I have the Firestore to BigQuery extension installed and working in my environment. I have it streaming all the documents in a collection to BigQuery. It works well, when I create a doc, append a doc or delete a doc in Firestore, the extension dually mirrors the change. Whilst keeping the extension's create and append functions, I want to remove the delete functionality. I'm using Firestore to record the user's actions - each doc contains all the details from the user's session. This data is written and appended into BigQuery for analysis. In certain circumstances the user can delete their session data which then deletes the doc from Firestore. I want to stop the extension then removing the data from BigQuery. How can I do this? Is it a permissions thing or is there a way of configuring the extension not to delete the datas?


Solution

  • Is it a permissions thing or is there a way of configuring the extension not to delete the datas?

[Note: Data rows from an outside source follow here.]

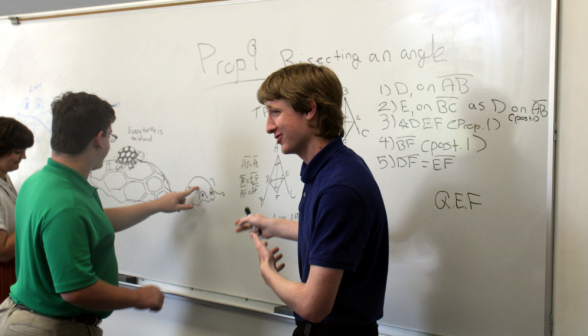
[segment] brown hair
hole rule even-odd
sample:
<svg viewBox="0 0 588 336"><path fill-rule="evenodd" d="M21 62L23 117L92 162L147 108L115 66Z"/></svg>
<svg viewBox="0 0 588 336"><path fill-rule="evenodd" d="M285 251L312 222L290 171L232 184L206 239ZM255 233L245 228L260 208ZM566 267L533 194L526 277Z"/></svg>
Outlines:
<svg viewBox="0 0 588 336"><path fill-rule="evenodd" d="M33 132L14 118L0 117L0 156L35 143Z"/></svg>
<svg viewBox="0 0 588 336"><path fill-rule="evenodd" d="M51 148L76 155L84 151L100 131L108 130L116 116L110 104L86 92L66 92L51 104Z"/></svg>
<svg viewBox="0 0 588 336"><path fill-rule="evenodd" d="M284 67L271 74L257 91L257 100L265 104L284 99L302 114L312 110L311 101L317 105L316 135L334 139L345 135L343 129L343 87L333 70L325 66L302 63Z"/></svg>

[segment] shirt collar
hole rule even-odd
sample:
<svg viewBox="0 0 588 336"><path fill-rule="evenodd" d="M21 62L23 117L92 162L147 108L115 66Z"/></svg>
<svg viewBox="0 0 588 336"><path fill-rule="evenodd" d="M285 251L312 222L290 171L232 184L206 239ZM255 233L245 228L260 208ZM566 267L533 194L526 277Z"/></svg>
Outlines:
<svg viewBox="0 0 588 336"><path fill-rule="evenodd" d="M302 169L300 170L300 178L302 179L302 182L311 183L314 181L316 174L318 174L325 163L329 161L333 154L343 147L345 147L345 145L343 145L343 138L336 138L329 142L325 148L321 149L308 164L303 162Z"/></svg>
<svg viewBox="0 0 588 336"><path fill-rule="evenodd" d="M80 188L88 196L93 196L94 192L96 191L96 188L90 185L90 183L88 183L88 180L86 180L80 173L66 165L63 165L59 162L52 160L51 158L47 159L47 165L43 167L43 169L51 173L57 174L59 176L65 177L66 179L70 180L73 184L75 184L78 188Z"/></svg>
<svg viewBox="0 0 588 336"><path fill-rule="evenodd" d="M0 188L6 190L6 194L10 197L14 202L16 202L16 189L14 189L14 185L10 180L10 176L6 174L6 181L0 178Z"/></svg>

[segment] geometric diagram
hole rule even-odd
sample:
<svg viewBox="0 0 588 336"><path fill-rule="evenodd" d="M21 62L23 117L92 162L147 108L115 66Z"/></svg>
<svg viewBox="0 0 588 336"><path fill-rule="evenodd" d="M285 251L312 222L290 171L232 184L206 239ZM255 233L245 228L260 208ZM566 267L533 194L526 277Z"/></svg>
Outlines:
<svg viewBox="0 0 588 336"><path fill-rule="evenodd" d="M292 191L288 188L288 182L286 181L286 177L288 176L288 172L284 172L284 167L282 167L282 160L280 160L280 155L276 157L276 162L274 163L274 168L272 169L272 173L270 175L266 175L267 187L265 188L265 194L263 197L260 197L259 200L261 201L261 206L265 202L267 197L267 191L271 189L276 193L276 199L280 197L280 189L282 188L282 184L286 188L286 192L291 198L296 198L296 196L292 195Z"/></svg>
<svg viewBox="0 0 588 336"><path fill-rule="evenodd" d="M171 192L171 187L163 172L153 163L144 161L144 156L143 152L126 146L118 151L116 160L104 161L100 169L90 172L88 180L119 203L156 200ZM193 178L192 181L202 183L205 190L210 189L210 183L204 178Z"/></svg>
<svg viewBox="0 0 588 336"><path fill-rule="evenodd" d="M43 107L43 100L40 98L32 101L29 98L23 99L16 113L16 119L30 128L37 142L40 141L40 131L51 134L52 118L51 111Z"/></svg>
<svg viewBox="0 0 588 336"><path fill-rule="evenodd" d="M343 98L343 114L345 115L345 119L343 119L344 128L345 128L345 135L343 136L343 140L347 140L347 135L349 132L355 128L358 134L361 134L359 131L359 127L357 127L357 121L353 117L353 112L349 108L349 104L347 103L347 98Z"/></svg>
<svg viewBox="0 0 588 336"><path fill-rule="evenodd" d="M214 180L211 178L212 184L215 184ZM197 192L190 195L186 202L192 203L196 206L200 205L202 202L211 202L216 199L216 195L225 196L224 192L217 192L212 187L212 184L202 176L196 176L190 180L186 190L192 188L193 186L200 187Z"/></svg>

    No it is not a matter of permission nor a matter of configuration (see here all the parameters that you can configure). You simply cannot configure the extension to have this "behaviour".

    I can see two possible solutions:

    1. Adapt the code of the BigQuery view which represents the current state of the data within your collection:

    As explained in the Extension doc:

    The extension creates and updates a dataset containing the following two BigQuery resources:

    1/ A table of raw data that stores a full change history of the documents within your collection. This table includes a number of metadata fields so that BigQuery can display the current state of your data. The principle metadata fields are timestamp, document_name, and the operation for the document change.

    2/ A view which represents the current state of the data within your collection. It also shows a log of the latest operation for each document (CREATE, UPDATE, or IMPORT).

    In the BigQuery console (in the Google Cloud console) you'll find the code of the view: Select the view (it has the _raw_latest suffix) and click on the "Detail" tab: You'll find the view SQL code which is as follows:

    -- Retrieves the latest document change events for all live documents.
    --   timestamp: The Firestore timestamp at which the event took place.
    --   operation: One of INSERT, UPDATE, DELETE, IMPORT.
    --   event_id: The id of the event that triggered the cloud function mirrored the event.
    --   data: A raw JSON payload of the current state of the document.
    --   document_id: The document id as defined in the Firestore database
    SELECT
      document_name,
      document_id,
      timestamp,
      event_id,
      operation,
      data,
      old_data
    FROM
      (
        SELECT
          document_name,
          document_id,
          FIRST_VALUE(timestamp) OVER(
            PARTITION BY document_name
            ORDER BY
              timestamp DESC
          ) AS timestamp,
          FIRST_VALUE(event_id) OVER(
            PARTITION BY document_name
            ORDER BY
              timestamp DESC
          ) AS event_id,
          FIRST_VALUE(operation) OVER(
            PARTITION BY document_name
            ORDER BY
              timestamp DESC
          ) AS operation,
          FIRST_VALUE(data) OVER(
            PARTITION BY document_name
            ORDER BY
              timestamp DESC
          ) AS data,
          FIRST_VALUE(old_data) OVER(
            PARTITION BY document_name
            ORDER BY
              timestamp DESC
          ) AS old_data,
          FIRST_VALUE(operation) OVER(
            PARTITION BY document_name
            ORDER BY
              timestamp DESC
          ) = "DELETE" AS is_deleted
        FROM
          `...`
        ORDER BY
          document_name,
          timestamp DESC
      )
    WHERE
      NOT is_deleted
    GROUP BY
      document_name,
      document_id,
      timestamp,
      event_id,
      operation,
      data,
      old_data
    

    Remove the following WHERE clause

    WHERE
      NOT is_deleted
    

    and the following statement

          FIRST_VALUE(operation) OVER(
            PARTITION BY document_name
            ORDER BY
              timestamp DESC
          ) = "DELETE" AS is_deleted
    

    and it should do the trick.

    Note that the data of the deleted doc will be in the old_data column and not in the data one. Also note that you can very well create a new view based on the adapted SQL code and let the initial view (created by the extension) untouched.

    2. Use an intermediary Collection

    Instead of configuring the extension on your "actual" collection, just create another collection and mirror, in this new collection, all the document creations and updates but not the deletions.

    To do the mirroring you use a Cloud Function that copies any new document from the main actual collection to the mirrored collection, as well as update a mirrored document each time its corresponding doc changes in the main actual collection.


    A third approach, much more complex, would be to adapt the code of the extension: The code is open source and available here. Adapt it to avoid deleting the Big Query records when a Firestore doc is deleted and deploy it as your own Cloud Function.

    I would advise going with the first solution.